On the ropes from coast to coast
If you were travelling on the highway between Cape Town and East London yesterday, a distance of about a thousand kilometres along the southern coast of South Africa, having crossed Queenstown at around 8:30 am you would have seen a group of hapless Bangladeshis staring blankly at the whizzing cars going by. You would also have seen a bus -- let us not name the company here -- blowing smoke out its exhaust pipe and going nowhere a few yards ahead. Just thank your lucky stars that you were in a car.
There is just one bus a day leaving Paarl for East London and on Thursday we rushed, because Bangladeshis always rush, to the Shell Garage where they would pick us up.

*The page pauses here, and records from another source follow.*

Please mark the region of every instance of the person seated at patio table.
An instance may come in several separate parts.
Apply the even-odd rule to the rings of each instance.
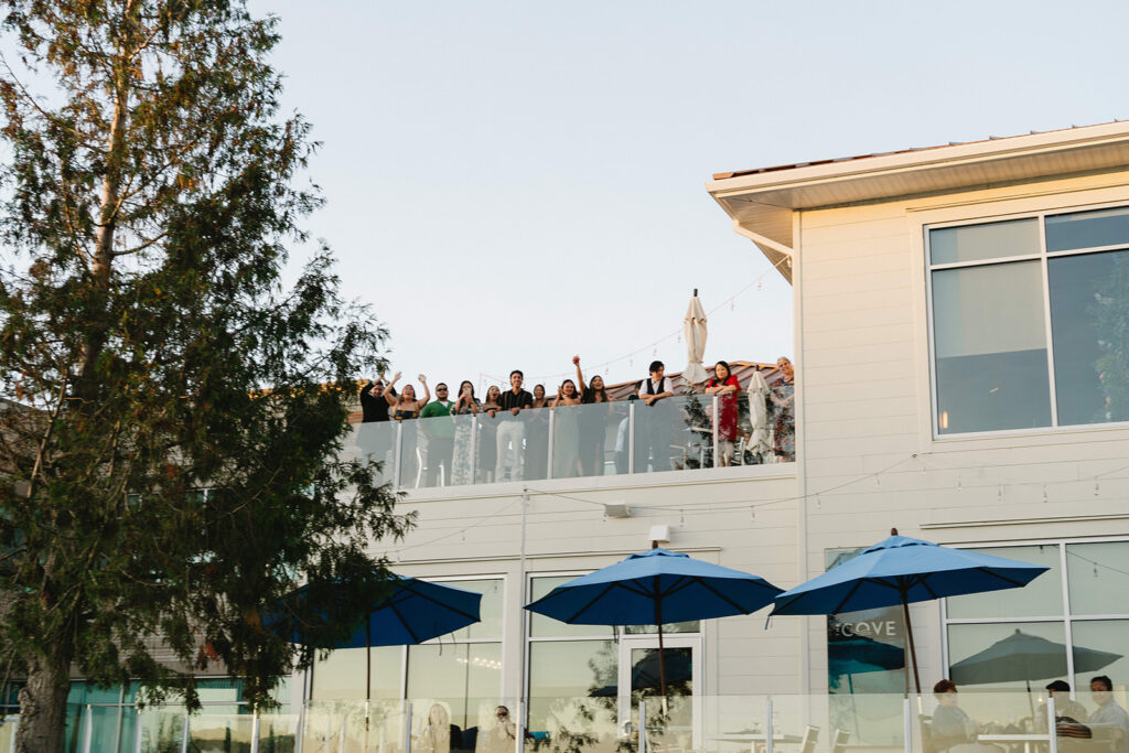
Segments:
[[[1078,701],[1070,700],[1070,683],[1065,680],[1056,680],[1047,685],[1047,694],[1054,699],[1054,721],[1059,729],[1059,736],[1074,737],[1071,725],[1079,725],[1086,720],[1086,707]],[[1039,707],[1035,713],[1035,730],[1047,732],[1047,704]],[[1088,735],[1087,735],[1088,736]]]
[[[1105,675],[1097,675],[1089,681],[1089,697],[1097,703],[1097,709],[1089,715],[1086,726],[1095,737],[1099,736],[1099,730],[1120,730],[1115,750],[1129,753],[1129,713],[1113,700],[1113,681]],[[1112,734],[1118,735],[1118,733]]]
[[[937,708],[929,723],[933,750],[948,753],[977,753],[1000,751],[998,745],[977,742],[978,725],[956,704],[956,683],[942,680],[933,686]]]
[[[509,753],[514,750],[514,743],[517,741],[517,725],[509,718],[509,709],[499,706],[495,709],[495,719],[498,724],[485,735],[479,736],[475,746],[479,753]],[[528,739],[533,735],[526,730],[525,737]]]

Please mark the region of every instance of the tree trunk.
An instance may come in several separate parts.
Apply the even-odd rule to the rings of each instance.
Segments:
[[[28,662],[27,685],[19,691],[16,753],[63,750],[72,656],[70,641],[60,640],[47,656]]]

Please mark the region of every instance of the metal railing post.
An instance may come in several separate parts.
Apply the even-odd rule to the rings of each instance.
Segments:
[[[189,753],[189,711],[184,711],[184,721],[181,723],[181,753]]]
[[[542,409],[544,410],[544,409]],[[549,409],[549,457],[545,458],[545,478],[553,478],[553,435],[557,434],[557,411]]]
[[[628,401],[628,474],[634,473],[634,404],[638,402]]]
[[[259,707],[251,709],[251,753],[259,753],[259,733],[262,719],[259,718]]]
[[[479,417],[471,415],[471,483],[479,482]]]
[[[647,753],[647,701],[639,701],[639,753]]]
[[[404,445],[404,422],[396,421],[396,447],[392,453],[393,463],[396,467],[392,470],[392,485],[400,489],[400,455],[403,452]]]
[[[294,733],[294,753],[301,753],[303,742],[306,736],[306,702],[298,707],[298,727]]]
[[[1058,713],[1054,711],[1054,697],[1047,692],[1047,736],[1050,738],[1050,753],[1058,753]]]
[[[404,704],[404,753],[412,753],[412,704]]]
[[[913,753],[913,718],[910,715],[910,699],[902,699],[902,735],[905,736],[905,753]]]
[[[82,751],[90,753],[90,743],[94,741],[94,720],[90,718],[90,704],[86,704],[86,719],[82,724]]]
[[[772,697],[764,699],[764,753],[772,753]]]
[[[721,408],[721,400],[715,394],[714,395],[714,467],[720,467],[721,461],[721,446],[719,439],[721,438],[720,429],[720,415],[718,415],[718,409]]]

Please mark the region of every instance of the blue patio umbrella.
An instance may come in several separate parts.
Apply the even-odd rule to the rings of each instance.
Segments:
[[[664,623],[751,614],[780,592],[759,576],[656,546],[561,584],[525,608],[569,624],[657,625],[665,698]]]
[[[300,599],[305,587],[282,598],[279,610],[290,599]],[[374,646],[412,646],[445,636],[480,620],[482,594],[443,586],[418,578],[395,576],[392,593],[373,605],[368,616],[344,639],[332,643],[312,641],[295,627],[291,642],[315,648],[365,648],[365,700],[371,694],[370,654]]]
[[[921,692],[909,605],[946,596],[1026,586],[1050,568],[1003,557],[949,549],[929,541],[891,536],[776,597],[772,614],[840,614],[902,605],[913,683]],[[905,675],[909,692],[909,672]]]

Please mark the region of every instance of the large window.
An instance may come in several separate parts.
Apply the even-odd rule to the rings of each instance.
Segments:
[[[426,713],[443,706],[462,729],[492,719],[501,691],[502,592],[500,578],[437,581],[482,594],[481,621],[420,646],[371,649],[369,690],[374,699],[412,700]],[[330,654],[314,667],[312,698],[365,698],[365,649]]]
[[[927,233],[938,435],[1129,421],[1129,208]]]
[[[1049,542],[971,551],[1050,571],[1024,588],[945,602],[949,674],[964,690],[1042,690],[1065,680],[1086,691],[1094,675],[1129,678],[1129,541]],[[1015,656],[1016,632],[1044,639]],[[1001,642],[1005,641],[1005,642]],[[1027,649],[1030,650],[1030,649]],[[977,658],[973,658],[977,657]],[[971,660],[969,660],[971,659]],[[964,663],[962,665],[962,662]],[[1084,692],[1080,700],[1088,700]]]

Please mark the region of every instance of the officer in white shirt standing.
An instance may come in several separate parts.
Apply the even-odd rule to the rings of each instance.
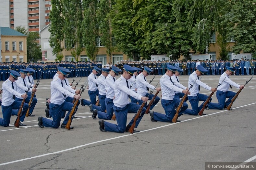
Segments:
[[[137,76],[136,81],[137,93],[142,96],[147,96],[149,100],[152,99],[154,95],[152,94],[149,95],[149,93],[148,91],[149,89],[153,90],[155,88],[155,87],[147,81],[146,77],[152,71],[151,69],[146,66],[144,66],[144,69],[143,71]],[[161,91],[161,88],[159,87],[156,88],[155,90],[158,91]],[[158,96],[156,96],[150,106],[150,110],[151,111],[153,109],[160,100],[160,98]],[[140,99],[137,100],[137,101],[140,105],[142,104],[143,102],[143,101]],[[148,106],[146,106],[146,105],[145,104],[144,107],[146,109]]]
[[[131,95],[137,100],[140,99],[144,102],[148,101],[148,98],[140,95],[131,90],[130,84],[127,80],[133,76],[133,73],[137,69],[125,64],[124,72],[121,77],[115,82],[115,98],[113,101],[114,109],[116,118],[117,124],[111,123],[103,120],[99,121],[100,130],[102,132],[113,132],[118,133],[128,132],[133,123],[133,119],[126,126],[127,114],[129,113],[136,113],[140,106],[135,103],[129,102],[128,96]],[[141,116],[136,122],[135,127],[137,128],[145,113],[146,109],[143,108],[141,112]],[[134,133],[140,131],[134,130]]]
[[[114,112],[113,108],[114,103],[113,102],[113,101],[115,97],[114,91],[115,82],[116,81],[115,78],[116,76],[118,75],[120,72],[121,72],[122,70],[121,69],[114,65],[112,66],[111,71],[105,80],[105,89],[106,90],[105,104],[107,112],[106,113],[104,112],[104,111],[105,111],[101,112],[96,109],[94,109],[93,110],[93,113],[92,113],[92,118],[94,119],[96,119],[96,117],[98,115],[98,117],[99,119],[105,120],[111,120]]]
[[[43,128],[45,126],[55,128],[58,128],[60,124],[62,111],[68,111],[61,124],[61,128],[65,128],[69,119],[69,113],[74,106],[72,103],[66,101],[65,99],[67,96],[78,100],[81,97],[79,94],[75,94],[74,93],[70,92],[69,91],[70,89],[68,90],[67,88],[68,87],[65,84],[65,82],[63,81],[71,72],[63,67],[60,67],[58,69],[59,70],[59,75],[51,83],[51,97],[50,108],[52,115],[53,120],[42,117],[38,117],[38,126],[41,128]],[[77,90],[74,91],[74,93],[75,92],[79,94],[80,91],[79,90]],[[76,111],[77,109],[76,108]],[[70,127],[70,128],[73,129],[73,128]]]
[[[3,83],[2,93],[2,111],[3,118],[0,118],[0,125],[7,127],[10,124],[11,114],[13,109],[19,109],[22,102],[15,100],[16,97],[21,97],[26,99],[28,95],[26,93],[21,94],[16,91],[17,88],[15,80],[20,75],[14,70],[10,70],[9,78]],[[20,121],[23,122],[26,113],[29,108],[28,105],[24,103],[23,105],[23,111],[20,117]],[[22,124],[20,122],[19,126],[25,126],[26,125]]]
[[[176,91],[184,94],[190,94],[189,91],[186,89],[182,89],[176,86],[172,80],[171,77],[175,73],[177,69],[169,64],[167,64],[167,71],[160,79],[160,84],[162,89],[162,99],[161,104],[165,110],[165,114],[155,112],[151,112],[150,113],[150,120],[152,122],[160,121],[165,122],[172,122],[172,120],[176,113],[175,108],[177,107],[180,102],[179,98],[174,97]],[[180,116],[187,109],[189,105],[184,103],[183,106],[179,112]],[[177,122],[180,122],[177,121]]]
[[[189,86],[193,84],[195,81],[196,80],[192,88],[189,90],[190,94],[188,95],[188,98],[191,106],[192,110],[190,112],[186,111],[183,113],[191,115],[196,115],[198,114],[199,111],[202,108],[203,102],[198,107],[199,101],[205,101],[208,98],[208,96],[205,94],[199,93],[200,86],[202,86],[206,89],[215,92],[217,90],[216,88],[212,88],[209,86],[205,84],[199,80],[199,76],[202,76],[204,73],[208,72],[208,70],[204,68],[201,65],[197,66],[197,69],[192,73],[189,78]],[[210,101],[212,101],[211,98]],[[203,115],[205,114],[203,113]]]
[[[28,92],[28,97],[26,98],[25,102],[28,103],[31,98],[31,92],[36,92],[36,89],[35,88],[36,87],[36,85],[34,84],[32,86],[31,83],[25,80],[25,78],[27,76],[27,74],[28,72],[27,70],[22,69],[20,69],[20,71],[19,72],[21,76],[18,78],[18,80],[16,81],[17,85],[18,87],[17,88],[16,90],[17,91],[20,93],[23,94],[27,92],[28,87],[32,87],[34,88],[32,89],[30,88],[29,92]],[[15,100],[17,101],[22,101],[23,98],[17,97]],[[32,114],[32,113],[33,113],[33,111],[34,111],[34,109],[37,103],[37,99],[35,97],[33,97],[33,100],[30,106],[29,116],[35,116],[34,115]]]
[[[235,92],[228,91],[228,89],[229,87],[231,87],[231,85],[241,89],[243,89],[244,88],[244,86],[238,84],[229,79],[229,76],[232,75],[235,70],[236,68],[226,67],[226,70],[221,75],[220,78],[219,83],[222,82],[223,80],[224,81],[218,87],[216,93],[216,97],[219,103],[210,103],[208,105],[208,108],[222,110],[224,108],[226,108],[231,102],[231,100],[236,95]],[[226,99],[227,98],[228,98],[228,99],[226,101]]]

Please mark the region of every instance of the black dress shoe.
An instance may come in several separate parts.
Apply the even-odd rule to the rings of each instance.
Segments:
[[[99,124],[100,125],[100,130],[101,132],[106,132],[106,130],[105,130],[104,122],[105,122],[105,121],[103,120],[99,121]]]
[[[50,116],[49,114],[49,109],[45,109],[44,111],[45,112],[45,117],[47,118],[51,118],[51,116]]]
[[[91,104],[89,105],[89,107],[90,108],[90,111],[92,113],[93,112],[93,111],[92,110],[92,104]]]
[[[98,114],[98,110],[96,109],[93,109],[93,113],[92,113],[92,119],[97,119],[97,114]]]
[[[34,115],[33,115],[32,114],[31,114],[30,113],[29,113],[29,116],[32,117],[32,116],[35,116]]]
[[[23,124],[21,123],[21,122],[19,122],[19,126],[26,126],[27,125],[25,124]]]
[[[149,113],[149,114],[150,115],[150,120],[153,122],[157,122],[154,120],[154,112],[151,112]]]
[[[85,105],[84,104],[84,99],[80,99],[80,101],[81,101],[81,105],[83,106],[85,106]]]
[[[66,125],[64,124],[61,124],[61,129],[65,129],[66,128]],[[70,127],[70,129],[74,129],[74,127]]]
[[[44,127],[44,126],[43,125],[42,118],[43,117],[38,117],[38,126],[41,128]]]

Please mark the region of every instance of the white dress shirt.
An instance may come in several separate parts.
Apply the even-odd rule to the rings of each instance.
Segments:
[[[128,82],[128,86],[130,84]],[[142,96],[136,93],[127,87],[126,80],[122,76],[115,82],[115,95],[116,98],[113,101],[116,106],[123,108],[130,103],[128,100],[129,95],[138,100],[141,100]]]
[[[23,94],[20,94],[16,91],[15,90],[17,89],[18,86],[15,82],[13,82],[13,87],[14,90],[12,89],[12,82],[8,79],[3,83],[2,88],[2,105],[5,106],[10,106],[14,101],[14,99],[12,98],[12,95],[17,97],[21,97]]]
[[[229,88],[230,84],[237,88],[239,88],[239,87],[240,87],[240,86],[239,85],[232,81],[232,80],[229,79],[228,77],[229,76],[227,76],[226,73],[225,72],[221,75],[220,78],[220,80],[219,81],[219,83],[220,83],[222,82],[224,79],[225,79],[225,77],[226,79],[225,79],[224,81],[222,82],[221,84],[218,87],[217,90],[222,91],[224,92],[227,91],[228,91],[228,88]]]
[[[137,80],[136,84],[137,88],[137,93],[139,94],[145,96],[147,93],[148,92],[148,90],[147,90],[147,87],[152,90],[155,88],[154,86],[147,82],[147,79],[142,73],[138,75],[137,78]],[[144,78],[146,80],[144,79]]]
[[[192,74],[189,76],[189,78],[188,87],[190,87],[191,84],[193,84],[196,79],[197,80],[192,88],[189,90],[190,94],[188,95],[189,96],[195,97],[197,96],[197,93],[199,92],[199,86],[208,90],[211,90],[211,89],[212,89],[210,87],[198,79],[198,76],[197,75],[195,71],[192,73]]]
[[[162,99],[173,100],[176,92],[182,93],[183,90],[173,84],[170,77],[166,73],[160,79],[160,85],[162,91]]]
[[[96,79],[95,79],[95,78]],[[91,72],[88,76],[88,84],[89,85],[89,90],[95,91],[98,88],[96,86],[97,76],[93,72]]]
[[[113,99],[115,96],[115,78],[109,74],[105,80],[105,89],[107,91],[106,97]],[[115,79],[115,80],[116,79]]]

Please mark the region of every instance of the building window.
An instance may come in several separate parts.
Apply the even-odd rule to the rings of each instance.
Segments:
[[[9,41],[5,42],[5,50],[9,51]]]
[[[113,54],[113,64],[116,64],[117,61],[120,63],[120,61],[123,60],[124,56],[123,54]]]
[[[16,51],[16,41],[12,42],[12,50]]]
[[[20,41],[19,42],[19,50],[23,51],[23,42]]]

Well, the South African bus drivers are on another level it seems as they made Bangladeshis wait for an hour, and we stood with those vacant expressions -- little did we know that that would be the theme for the journey.
The first stop after they finally picked us up at 8:00pm was at another Shell Garage four hours later, and the driver officiously said "10 minutes!", but after those 10 minutes we were on the bus for another 40 minutes before we set off, as more passengers got on, heaven knows from where and why because while loading our luggage the helper said not to worry about tags for our luggage as no one else would be getting on.
It was repeated over the next two stops, but then, after the Queenstown stop at eight, we knew we were now on the way to East London. "No more stops, one hour at most," the driver laughed. We did not take the second part of that statement seriously as his start-of-journey estimate of an 8:00am arrival time had been woefully overshot. Google Maps said it was two hours over to East London and that is what we settled in for.
10 minutes into the journey, the bus stopped, a policeman entered and soon the driver was telling us to disembark. They have these highway checkpoints with police standing on both sides of the road and flagging down seemingly every vehicle that dares pass, another aspect in which they surpass their Bangladeshi counterparts. "This bus won't go further" was all we were told by the driver. Where are we? "Queenstown."
But where in Queenstown? "Don't know."
It took an admonishment from the policewoman there who seemed to be in charge for the driver to tell us exactly what happened. The bus was not road-fit as it was spewing black exhaust that had blackened the back of the bus, and that they had called the office and another one was coming in 10 minutes (read one hour 15 minutes).
We reached East London at 12:30, each feeling like we had been through a 12-round bout but with a message for the operators of Shohagh, Hanif, Desh Travels et al – unlike the South African cricket team, your South African counterparts cannot hold a candle to you.